The indulgence of American policies
Lee Poh Ping, Institute of Malaysian Studies, Universiti Kebangsaan Malaysia, The Star, Asia News Network, Selangor, Malaysia
We are witnessing the astonishing spectacle of a revolt over Iraq by the "moderate" wing of the Republican establishment. Two of its most respected elder statesmen, Brent Scowcroft and James Baker, have come out urging the younger Bush (George W.) not to attack Iraq without taking into account the views of allies and without exhausting all diplomatic efforts to solve the Saddam Hussein problem.
This revolt is surprising not only because both statesmen served as national security adviser and secretary of state respectively to the elder Bush's administration but because they are also extremely close to the Bush family.
This revolt, in so far as it signifies a split over not only Iraq but also over the conduct of future U.S. foreign policy, is a good occasion to consider the schools of thought contending for supremacy in U.S. foreign policy especially after Sept. 11.
We may begin with two extremes. One is the isolationist school, of which Pat Buchanan is a forceful advocate.
In foreign relations, Buchanan would have the U.S. fall back on the American continent and not be involved in the affairs of other nations except when the deepest interests of the U.S. are involved. An America in isolation may not work to the advantage of Malaysia and Southeast Asia as it could create a destabilizing situation until new powers emerge to stabilize the balance.
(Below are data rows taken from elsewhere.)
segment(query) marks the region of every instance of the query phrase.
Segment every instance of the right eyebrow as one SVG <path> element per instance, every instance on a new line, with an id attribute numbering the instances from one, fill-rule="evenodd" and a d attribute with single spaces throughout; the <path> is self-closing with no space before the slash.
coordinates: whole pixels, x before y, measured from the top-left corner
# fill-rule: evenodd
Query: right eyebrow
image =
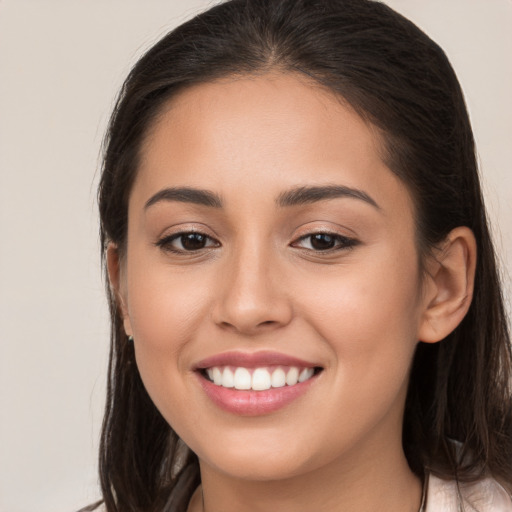
<path id="1" fill-rule="evenodd" d="M 151 196 L 144 205 L 144 210 L 160 201 L 178 201 L 181 203 L 193 203 L 211 208 L 222 208 L 220 196 L 211 192 L 193 187 L 170 187 L 159 190 Z"/>

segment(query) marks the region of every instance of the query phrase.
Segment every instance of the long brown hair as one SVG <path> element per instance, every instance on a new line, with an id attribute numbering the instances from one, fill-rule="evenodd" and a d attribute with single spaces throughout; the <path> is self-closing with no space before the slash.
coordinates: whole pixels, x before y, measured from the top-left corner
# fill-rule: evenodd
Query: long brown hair
<path id="1" fill-rule="evenodd" d="M 135 65 L 105 139 L 99 188 L 103 254 L 122 252 L 141 142 L 178 90 L 234 74 L 303 73 L 340 95 L 383 134 L 389 168 L 416 206 L 420 256 L 457 226 L 478 243 L 475 293 L 461 324 L 419 343 L 403 446 L 459 481 L 489 471 L 512 485 L 512 354 L 495 253 L 464 98 L 443 51 L 410 21 L 371 0 L 230 0 L 181 25 Z M 115 297 L 100 477 L 108 512 L 184 511 L 197 457 L 151 402 Z"/>

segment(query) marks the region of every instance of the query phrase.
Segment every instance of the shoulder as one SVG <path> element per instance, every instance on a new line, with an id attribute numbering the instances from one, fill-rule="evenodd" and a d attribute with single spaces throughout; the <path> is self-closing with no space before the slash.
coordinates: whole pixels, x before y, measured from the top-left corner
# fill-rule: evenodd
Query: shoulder
<path id="1" fill-rule="evenodd" d="M 512 512 L 510 494 L 491 477 L 457 485 L 430 475 L 425 512 L 458 512 L 461 502 L 466 512 Z"/>

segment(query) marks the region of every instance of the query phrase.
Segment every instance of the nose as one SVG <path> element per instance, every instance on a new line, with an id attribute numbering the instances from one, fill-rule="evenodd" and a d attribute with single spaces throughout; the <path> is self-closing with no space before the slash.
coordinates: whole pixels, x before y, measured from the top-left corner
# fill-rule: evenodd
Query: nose
<path id="1" fill-rule="evenodd" d="M 256 335 L 291 321 L 293 308 L 286 280 L 269 251 L 254 245 L 239 251 L 225 261 L 218 277 L 213 319 L 221 328 Z"/>

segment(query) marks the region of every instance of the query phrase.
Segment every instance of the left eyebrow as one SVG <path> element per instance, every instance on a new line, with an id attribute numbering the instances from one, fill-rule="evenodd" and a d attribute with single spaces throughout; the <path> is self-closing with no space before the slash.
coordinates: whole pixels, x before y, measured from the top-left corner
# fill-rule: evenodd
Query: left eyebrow
<path id="1" fill-rule="evenodd" d="M 193 187 L 171 187 L 164 188 L 150 197 L 144 209 L 160 201 L 177 201 L 180 203 L 192 203 L 211 208 L 222 208 L 222 200 L 220 196 L 209 190 L 198 189 Z"/>
<path id="2" fill-rule="evenodd" d="M 296 187 L 279 194 L 276 199 L 276 203 L 281 207 L 298 206 L 316 203 L 317 201 L 324 201 L 325 199 L 336 199 L 343 197 L 364 201 L 377 210 L 380 210 L 380 206 L 377 204 L 377 202 L 366 192 L 356 188 L 345 187 L 343 185 Z"/>

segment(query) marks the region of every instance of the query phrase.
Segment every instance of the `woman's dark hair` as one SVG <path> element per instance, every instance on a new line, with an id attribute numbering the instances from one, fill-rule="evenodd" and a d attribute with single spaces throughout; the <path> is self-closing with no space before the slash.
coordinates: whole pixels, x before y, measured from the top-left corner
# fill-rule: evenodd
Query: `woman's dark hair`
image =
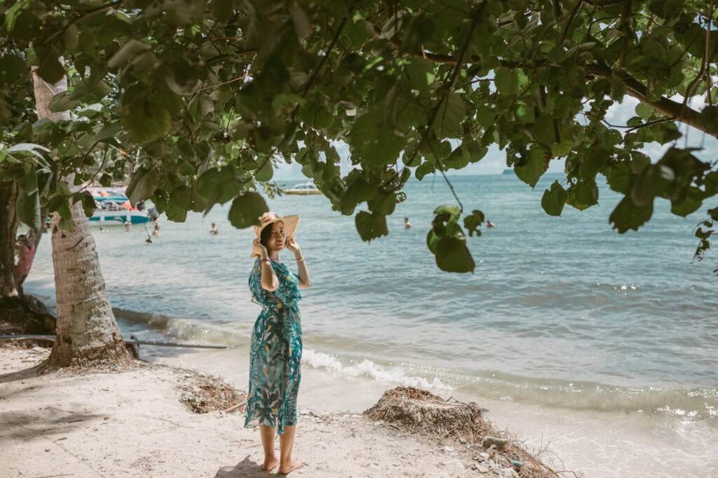
<path id="1" fill-rule="evenodd" d="M 277 222 L 281 222 L 281 221 L 277 221 Z M 264 229 L 262 229 L 262 232 L 259 234 L 259 243 L 267 248 L 268 250 L 269 250 L 269 248 L 267 247 L 267 243 L 269 242 L 269 238 L 271 238 L 271 228 L 274 225 L 274 222 L 266 225 L 264 227 Z"/>

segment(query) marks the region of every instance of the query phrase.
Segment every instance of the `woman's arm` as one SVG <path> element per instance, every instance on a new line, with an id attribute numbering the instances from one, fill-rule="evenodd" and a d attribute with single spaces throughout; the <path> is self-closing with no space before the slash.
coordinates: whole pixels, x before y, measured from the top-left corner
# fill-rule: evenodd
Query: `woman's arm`
<path id="1" fill-rule="evenodd" d="M 294 258 L 297 259 L 297 269 L 299 276 L 299 289 L 309 289 L 312 285 L 309 280 L 309 271 L 307 268 L 307 261 L 302 254 L 302 249 L 299 245 L 294 241 L 294 238 L 289 238 L 286 240 L 286 248 L 294 253 Z"/>
<path id="2" fill-rule="evenodd" d="M 262 289 L 274 292 L 279 286 L 279 279 L 274 273 L 274 268 L 271 266 L 271 261 L 269 261 L 269 255 L 267 253 L 266 248 L 259 243 L 258 239 L 255 239 L 253 244 L 253 251 L 259 255 L 259 267 L 262 271 L 260 283 Z"/>

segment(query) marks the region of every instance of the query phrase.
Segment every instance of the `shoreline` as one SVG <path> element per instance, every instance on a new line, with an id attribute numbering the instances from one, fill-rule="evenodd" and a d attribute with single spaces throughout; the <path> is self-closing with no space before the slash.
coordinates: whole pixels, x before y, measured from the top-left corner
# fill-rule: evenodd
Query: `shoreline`
<path id="1" fill-rule="evenodd" d="M 0 347 L 0 449 L 9 476 L 269 474 L 259 470 L 258 431 L 243 427 L 243 413 L 197 414 L 182 403 L 206 373 L 135 361 L 38 375 L 48 353 Z M 307 465 L 293 476 L 519 476 L 499 454 L 490 449 L 490 458 L 465 441 L 406 433 L 356 413 L 299 415 L 294 449 Z"/>

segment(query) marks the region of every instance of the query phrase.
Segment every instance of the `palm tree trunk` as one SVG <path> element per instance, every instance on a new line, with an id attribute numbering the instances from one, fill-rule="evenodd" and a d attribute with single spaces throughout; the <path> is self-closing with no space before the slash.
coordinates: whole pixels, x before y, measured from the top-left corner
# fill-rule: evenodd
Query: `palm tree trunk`
<path id="1" fill-rule="evenodd" d="M 67 77 L 50 85 L 32 73 L 37 117 L 69 119 L 67 112 L 50 111 L 50 100 L 67 89 Z M 72 176 L 63 180 L 72 189 Z M 95 238 L 82 205 L 72 205 L 74 230 L 60 230 L 59 216 L 52 218 L 52 263 L 57 304 L 57 338 L 50 357 L 51 366 L 125 362 L 130 357 L 115 321 L 100 269 Z"/>
<path id="2" fill-rule="evenodd" d="M 0 298 L 17 297 L 15 236 L 17 234 L 17 184 L 0 181 Z"/>

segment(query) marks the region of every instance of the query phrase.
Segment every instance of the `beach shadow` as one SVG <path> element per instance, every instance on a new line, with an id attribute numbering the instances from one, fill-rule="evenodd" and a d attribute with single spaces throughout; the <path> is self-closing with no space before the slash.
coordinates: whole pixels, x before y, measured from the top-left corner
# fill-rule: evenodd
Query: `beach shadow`
<path id="1" fill-rule="evenodd" d="M 95 413 L 60 413 L 43 409 L 41 412 L 0 412 L 0 443 L 6 440 L 29 441 L 69 433 L 88 424 L 101 423 L 103 416 Z"/>
<path id="2" fill-rule="evenodd" d="M 260 469 L 261 463 L 256 463 L 249 459 L 247 455 L 243 460 L 234 467 L 222 467 L 217 470 L 215 478 L 267 478 L 276 473 L 263 472 Z"/>
<path id="3" fill-rule="evenodd" d="M 41 365 L 42 364 L 37 364 L 37 365 L 33 365 L 29 368 L 26 368 L 22 370 L 17 370 L 17 372 L 10 372 L 9 373 L 3 374 L 0 375 L 0 383 L 9 383 L 10 382 L 24 380 L 28 378 L 32 378 L 33 377 L 37 377 L 39 375 L 38 372 Z"/>

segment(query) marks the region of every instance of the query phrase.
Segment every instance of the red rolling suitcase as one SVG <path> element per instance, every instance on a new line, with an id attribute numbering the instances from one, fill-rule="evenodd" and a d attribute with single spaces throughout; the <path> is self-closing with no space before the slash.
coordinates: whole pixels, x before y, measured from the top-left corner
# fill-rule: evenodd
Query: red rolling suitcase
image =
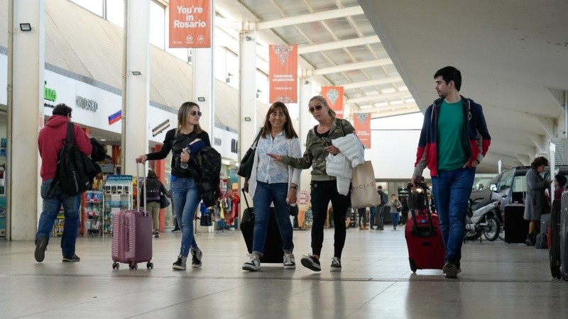
<path id="1" fill-rule="evenodd" d="M 405 237 L 410 269 L 442 269 L 446 251 L 442 240 L 439 220 L 430 213 L 427 186 L 419 184 L 413 189 L 408 184 L 408 206 L 412 217 L 406 222 Z"/>
<path id="2" fill-rule="evenodd" d="M 136 176 L 139 175 L 136 164 Z M 138 262 L 146 262 L 146 268 L 154 268 L 151 262 L 152 216 L 140 209 L 139 185 L 136 183 L 138 209 L 122 210 L 112 216 L 113 269 L 118 269 L 121 262 L 128 264 L 131 269 L 137 269 Z M 146 184 L 143 191 L 146 202 Z"/>

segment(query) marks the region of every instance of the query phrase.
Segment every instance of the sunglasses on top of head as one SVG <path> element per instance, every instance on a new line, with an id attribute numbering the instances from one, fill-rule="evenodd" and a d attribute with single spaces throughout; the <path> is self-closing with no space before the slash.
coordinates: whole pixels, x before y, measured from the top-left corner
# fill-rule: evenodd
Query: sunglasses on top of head
<path id="1" fill-rule="evenodd" d="M 315 112 L 316 111 L 320 111 L 320 110 L 321 110 L 322 107 L 323 107 L 323 106 L 322 106 L 322 105 L 321 105 L 321 104 L 318 104 L 318 105 L 315 106 L 315 107 L 313 107 L 313 108 L 308 108 L 308 111 L 310 111 L 310 113 L 314 113 L 314 112 Z"/>

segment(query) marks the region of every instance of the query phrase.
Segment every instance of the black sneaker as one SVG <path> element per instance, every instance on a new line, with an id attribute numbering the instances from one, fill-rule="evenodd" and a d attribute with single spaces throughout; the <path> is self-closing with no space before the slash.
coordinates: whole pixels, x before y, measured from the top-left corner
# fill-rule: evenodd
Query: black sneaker
<path id="1" fill-rule="evenodd" d="M 79 256 L 73 254 L 72 256 L 63 256 L 63 262 L 80 262 L 81 259 Z"/>
<path id="2" fill-rule="evenodd" d="M 333 257 L 332 259 L 332 265 L 329 267 L 330 272 L 341 272 L 342 271 L 342 262 L 337 257 Z"/>
<path id="3" fill-rule="evenodd" d="M 185 256 L 178 256 L 178 260 L 172 265 L 172 269 L 174 270 L 185 270 L 185 263 L 187 261 L 187 257 Z"/>
<path id="4" fill-rule="evenodd" d="M 315 257 L 312 254 L 308 254 L 307 256 L 305 254 L 302 256 L 302 259 L 300 259 L 300 262 L 301 262 L 302 265 L 305 267 L 312 269 L 314 272 L 322 271 L 322 266 L 320 264 L 320 259 Z"/>
<path id="5" fill-rule="evenodd" d="M 462 269 L 458 268 L 453 263 L 448 262 L 442 268 L 442 272 L 444 273 L 444 277 L 451 278 L 455 279 L 457 278 L 457 274 L 462 272 Z"/>
<path id="6" fill-rule="evenodd" d="M 38 240 L 36 241 L 36 252 L 33 253 L 33 257 L 36 257 L 36 261 L 41 262 L 45 258 L 45 250 L 48 247 L 48 239 L 45 236 L 40 236 Z"/>
<path id="7" fill-rule="evenodd" d="M 201 268 L 201 258 L 203 257 L 203 253 L 201 250 L 195 248 L 195 250 L 191 251 L 191 267 L 192 268 Z"/>

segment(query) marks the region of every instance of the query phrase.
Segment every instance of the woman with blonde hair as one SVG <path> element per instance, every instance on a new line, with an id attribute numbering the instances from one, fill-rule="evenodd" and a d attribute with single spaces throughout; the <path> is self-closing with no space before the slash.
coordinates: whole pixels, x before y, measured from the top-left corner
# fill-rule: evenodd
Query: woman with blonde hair
<path id="1" fill-rule="evenodd" d="M 333 145 L 332 140 L 354 133 L 355 128 L 349 121 L 337 118 L 335 112 L 321 95 L 310 99 L 308 106 L 308 111 L 317 121 L 318 124 L 307 133 L 303 157 L 295 157 L 277 154 L 268 154 L 268 156 L 292 167 L 302 169 L 312 167 L 312 253 L 302 256 L 300 262 L 304 267 L 314 272 L 322 270 L 320 257 L 324 241 L 324 225 L 327 205 L 331 201 L 334 213 L 333 219 L 335 233 L 334 252 L 330 271 L 341 272 L 342 252 L 345 245 L 345 215 L 351 203 L 351 189 L 349 188 L 346 191 L 346 195 L 339 193 L 337 178 L 327 174 L 326 157 L 330 154 L 336 155 L 341 152 Z"/>
<path id="2" fill-rule="evenodd" d="M 178 111 L 178 127 L 165 133 L 165 139 L 162 149 L 153 153 L 140 155 L 138 160 L 145 162 L 146 160 L 163 160 L 172 152 L 171 186 L 172 199 L 175 209 L 178 225 L 182 230 L 182 243 L 180 254 L 175 262 L 172 265 L 174 270 L 185 270 L 186 262 L 190 252 L 192 254 L 191 267 L 201 267 L 201 258 L 203 253 L 197 247 L 193 236 L 193 216 L 195 210 L 201 201 L 200 194 L 195 182 L 195 176 L 200 169 L 189 163 L 190 156 L 199 150 L 190 152 L 187 146 L 192 142 L 201 140 L 203 146 L 211 146 L 209 134 L 200 126 L 201 118 L 200 106 L 193 102 L 185 102 L 180 106 Z M 190 154 L 191 153 L 191 154 Z"/>

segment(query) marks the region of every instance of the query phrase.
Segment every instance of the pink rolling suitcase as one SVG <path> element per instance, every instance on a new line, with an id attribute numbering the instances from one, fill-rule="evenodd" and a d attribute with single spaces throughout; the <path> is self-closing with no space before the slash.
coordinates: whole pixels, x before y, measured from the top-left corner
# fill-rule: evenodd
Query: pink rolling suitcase
<path id="1" fill-rule="evenodd" d="M 136 164 L 136 176 L 139 175 Z M 112 216 L 113 269 L 118 269 L 120 262 L 128 264 L 131 269 L 137 269 L 138 263 L 144 262 L 146 268 L 154 268 L 151 262 L 152 216 L 140 209 L 140 184 L 136 183 L 136 185 L 138 209 L 122 210 Z M 146 184 L 143 191 L 146 202 Z"/>

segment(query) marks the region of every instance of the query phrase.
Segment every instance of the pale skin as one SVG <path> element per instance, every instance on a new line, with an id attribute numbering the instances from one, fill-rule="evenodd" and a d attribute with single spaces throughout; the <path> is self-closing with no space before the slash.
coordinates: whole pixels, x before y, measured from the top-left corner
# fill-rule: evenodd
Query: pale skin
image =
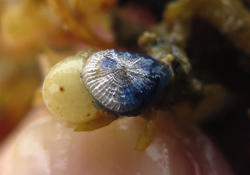
<path id="1" fill-rule="evenodd" d="M 233 174 L 198 129 L 171 119 L 166 111 L 156 115 L 155 137 L 138 152 L 142 118 L 125 117 L 94 131 L 74 132 L 44 105 L 35 106 L 1 148 L 0 174 Z"/>
<path id="2" fill-rule="evenodd" d="M 1 175 L 233 174 L 196 127 L 177 121 L 168 111 L 148 113 L 151 123 L 141 116 L 114 120 L 96 109 L 79 78 L 89 53 L 51 69 L 43 86 L 47 106 L 34 105 L 4 143 Z M 79 103 L 80 109 L 75 106 Z"/>

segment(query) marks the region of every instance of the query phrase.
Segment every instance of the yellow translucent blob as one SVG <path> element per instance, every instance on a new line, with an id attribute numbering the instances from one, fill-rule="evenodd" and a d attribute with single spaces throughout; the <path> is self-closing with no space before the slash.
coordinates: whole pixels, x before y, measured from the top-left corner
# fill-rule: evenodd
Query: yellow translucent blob
<path id="1" fill-rule="evenodd" d="M 97 118 L 94 99 L 80 81 L 85 58 L 77 55 L 56 64 L 43 85 L 43 97 L 49 110 L 63 121 L 79 124 Z"/>

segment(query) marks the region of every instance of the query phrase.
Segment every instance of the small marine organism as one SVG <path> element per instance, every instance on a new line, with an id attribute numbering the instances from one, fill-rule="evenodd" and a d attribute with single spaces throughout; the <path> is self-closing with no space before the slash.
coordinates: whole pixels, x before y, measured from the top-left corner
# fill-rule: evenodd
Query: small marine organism
<path id="1" fill-rule="evenodd" d="M 136 115 L 166 87 L 170 69 L 132 52 L 104 50 L 91 55 L 81 80 L 101 106 L 116 115 Z"/>
<path id="2" fill-rule="evenodd" d="M 155 127 L 154 108 L 148 105 L 174 78 L 170 55 L 161 62 L 113 49 L 81 52 L 51 69 L 43 84 L 44 101 L 76 131 L 103 127 L 119 116 L 142 116 L 148 122 L 136 148 L 144 150 Z"/>

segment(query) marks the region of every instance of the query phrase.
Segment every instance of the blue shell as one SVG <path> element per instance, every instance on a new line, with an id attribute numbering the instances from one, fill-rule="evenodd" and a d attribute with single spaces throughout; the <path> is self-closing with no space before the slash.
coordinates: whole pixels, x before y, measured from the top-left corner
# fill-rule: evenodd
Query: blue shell
<path id="1" fill-rule="evenodd" d="M 170 70 L 149 56 L 112 49 L 91 55 L 81 74 L 88 91 L 104 108 L 135 115 L 166 87 Z"/>

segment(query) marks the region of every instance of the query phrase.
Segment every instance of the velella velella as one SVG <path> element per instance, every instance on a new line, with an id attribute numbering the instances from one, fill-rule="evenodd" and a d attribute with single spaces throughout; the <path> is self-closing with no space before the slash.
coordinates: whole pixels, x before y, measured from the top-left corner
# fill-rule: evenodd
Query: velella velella
<path id="1" fill-rule="evenodd" d="M 166 87 L 169 67 L 152 57 L 114 49 L 92 54 L 81 81 L 102 107 L 118 115 L 136 115 Z"/>

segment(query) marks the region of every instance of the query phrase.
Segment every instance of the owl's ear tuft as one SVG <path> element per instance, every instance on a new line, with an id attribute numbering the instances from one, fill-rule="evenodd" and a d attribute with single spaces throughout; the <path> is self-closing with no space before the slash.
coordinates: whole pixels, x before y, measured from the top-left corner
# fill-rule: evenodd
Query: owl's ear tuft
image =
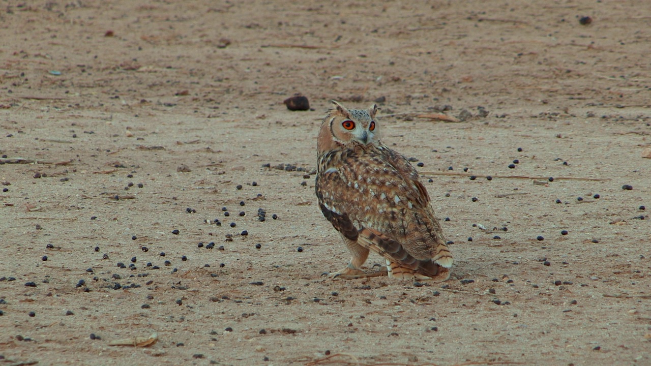
<path id="1" fill-rule="evenodd" d="M 370 118 L 375 118 L 376 113 L 378 113 L 378 105 L 373 104 L 368 108 L 368 115 L 370 115 Z"/>
<path id="2" fill-rule="evenodd" d="M 337 111 L 344 115 L 344 116 L 348 117 L 350 117 L 350 113 L 348 112 L 348 110 L 346 109 L 346 107 L 344 107 L 343 106 L 340 104 L 339 102 L 336 100 L 331 100 L 330 102 L 332 102 L 332 104 L 335 105 L 335 107 L 333 108 L 333 109 L 337 109 Z"/>

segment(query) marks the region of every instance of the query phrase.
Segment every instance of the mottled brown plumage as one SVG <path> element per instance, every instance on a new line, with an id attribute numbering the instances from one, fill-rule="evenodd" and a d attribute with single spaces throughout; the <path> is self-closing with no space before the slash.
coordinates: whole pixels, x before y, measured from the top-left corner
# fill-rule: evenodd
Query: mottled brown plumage
<path id="1" fill-rule="evenodd" d="M 430 197 L 409 161 L 380 141 L 377 107 L 333 103 L 319 132 L 316 196 L 353 257 L 331 275 L 364 275 L 370 249 L 389 276 L 447 279 L 452 258 Z"/>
Buchanan is now no longer influential in the Republican party, though an American scholar once said that about 30 percent of Americans believe in some form of isolationism for America.
The other extreme is a foreign policy based on international law and cooperative security. Though this may have been the basic aim of U.S. foreign policy it is increasingly less so now.
A much talked about article in the Washington Post by the columnist Robert Kagan, in distinguishing between the American approach from that of the European in foreign affairs, writes about their divergent views on the use of power.
"Europeans," he writes, "believe they are moving beyond power into a self-contained world of laws and rules and transnational negotiation and cooperation" while the U.S. "remains mired in history, exercising power in the anarchic Hobbesian world where international rules are unreliable and where security and the promotion of a liberal order still depend on the possession and use of military might."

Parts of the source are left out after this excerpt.